# **SUD_Kyrgyz-TueCL**: SUD treebank conversion for the corpus UD_Kyrgyz-TueCL version 2.17
This treebank was automatically generated from the UD treebank:
[UD_Kyrgyz-TueCL](https://github.com/UniversalDependencies/UD_Kyrgyz-TueCL/releases/tag/r2.17).

See [SUD data page](https://surfacesyntacticud.org/data/) for more details about the conversion process.

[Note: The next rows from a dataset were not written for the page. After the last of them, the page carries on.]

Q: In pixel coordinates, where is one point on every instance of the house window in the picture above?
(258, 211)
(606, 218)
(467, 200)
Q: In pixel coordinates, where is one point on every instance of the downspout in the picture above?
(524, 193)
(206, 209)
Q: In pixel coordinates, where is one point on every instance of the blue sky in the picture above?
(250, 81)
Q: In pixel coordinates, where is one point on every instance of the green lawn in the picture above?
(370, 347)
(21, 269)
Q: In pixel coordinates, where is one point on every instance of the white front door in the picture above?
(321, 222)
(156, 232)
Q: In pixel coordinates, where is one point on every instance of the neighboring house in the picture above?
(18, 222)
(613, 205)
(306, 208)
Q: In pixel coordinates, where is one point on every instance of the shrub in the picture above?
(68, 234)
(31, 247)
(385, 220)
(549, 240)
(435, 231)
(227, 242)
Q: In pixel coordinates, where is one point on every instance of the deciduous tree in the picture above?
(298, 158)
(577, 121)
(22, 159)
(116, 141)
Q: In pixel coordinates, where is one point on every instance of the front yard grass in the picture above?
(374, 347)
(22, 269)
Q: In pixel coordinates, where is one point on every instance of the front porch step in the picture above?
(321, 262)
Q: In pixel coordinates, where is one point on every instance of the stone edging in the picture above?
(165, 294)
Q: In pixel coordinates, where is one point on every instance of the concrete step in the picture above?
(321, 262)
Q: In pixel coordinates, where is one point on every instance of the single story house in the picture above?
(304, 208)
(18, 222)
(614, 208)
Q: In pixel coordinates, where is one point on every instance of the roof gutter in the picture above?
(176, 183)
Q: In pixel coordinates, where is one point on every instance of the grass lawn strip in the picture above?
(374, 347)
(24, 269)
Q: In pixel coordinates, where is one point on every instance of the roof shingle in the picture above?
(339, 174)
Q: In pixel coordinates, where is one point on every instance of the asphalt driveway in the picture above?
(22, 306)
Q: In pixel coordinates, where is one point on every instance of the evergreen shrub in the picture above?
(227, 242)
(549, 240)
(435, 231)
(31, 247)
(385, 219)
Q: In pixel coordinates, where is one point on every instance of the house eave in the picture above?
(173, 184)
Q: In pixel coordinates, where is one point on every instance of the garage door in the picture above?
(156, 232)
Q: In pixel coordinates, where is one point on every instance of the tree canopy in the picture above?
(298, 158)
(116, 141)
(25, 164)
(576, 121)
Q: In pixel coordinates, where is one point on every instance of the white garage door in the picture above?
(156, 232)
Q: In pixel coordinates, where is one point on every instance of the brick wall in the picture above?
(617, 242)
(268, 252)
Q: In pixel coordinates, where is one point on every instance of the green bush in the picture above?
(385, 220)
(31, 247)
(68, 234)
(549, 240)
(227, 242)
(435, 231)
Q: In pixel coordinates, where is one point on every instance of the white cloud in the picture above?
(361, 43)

The rest of this file is a copy of the original README associated to **UD_Kyrgyz-TueCL** and therefore refers to UD.

---
---

# Summary

This is a small treebank of grammatical examples for Kyrgyz.
It is part of a parallel Universal Dependencies corpus containing 148 sentences across four Turkic languages, designed to facilitate cross-linguistic research on these related languages.

# Introduction

The Kyrgyz-TueCL treebank is part of a parallel Universal Dependencies corpus containing 148 sentences across four Turkic languages (Turkish - [UD_Turkish-TueCL](https://github.com/UniversalDependencies/UD_Turkish-TueCL/tree/dev), Azerbaijani - [UD_Azerbaijani-TueCL](https://github.com/UniversalDependencies/UD_Azerbaijani-TueCL/tree/dev), Kyrgyz -  [UD_Kyrgyz-TueCL](https://github.com/UniversalDependencies/UD_Kyrgyz-TueCL/tree/dev), and Uzbek - [UD_Uzbek-TueCL](https://github.com/UniversalDependencies/UD_Uzbek-TueCL/tree/dev)), designed to facilitate cross-linguistic research on these related languages.

Total sentences: 173
Total tokens: 1250
Unique word forms (types): 464
Unique lemmas: 287

The Kyrgyz-TueCL treebank consists of 173 carefully selected sentences compiled from multiple sources, including the [Cairo corpus](https://github.com/UniversalDependencies/cairo) (20 sentences), the [UDTW23 corpus](https://github.com/ud-turkic/udtw23) (20 sentences), and 97 additional examples illustrating specific grammatical constructions of interest. It serves as a source treebank for a parallel corpus spanning four Turkic languages from distinct branches of the family: Turkish and Azerbaijani (Oghuz), Kyrgyz (Kipchak), and Uzbek (Karluk).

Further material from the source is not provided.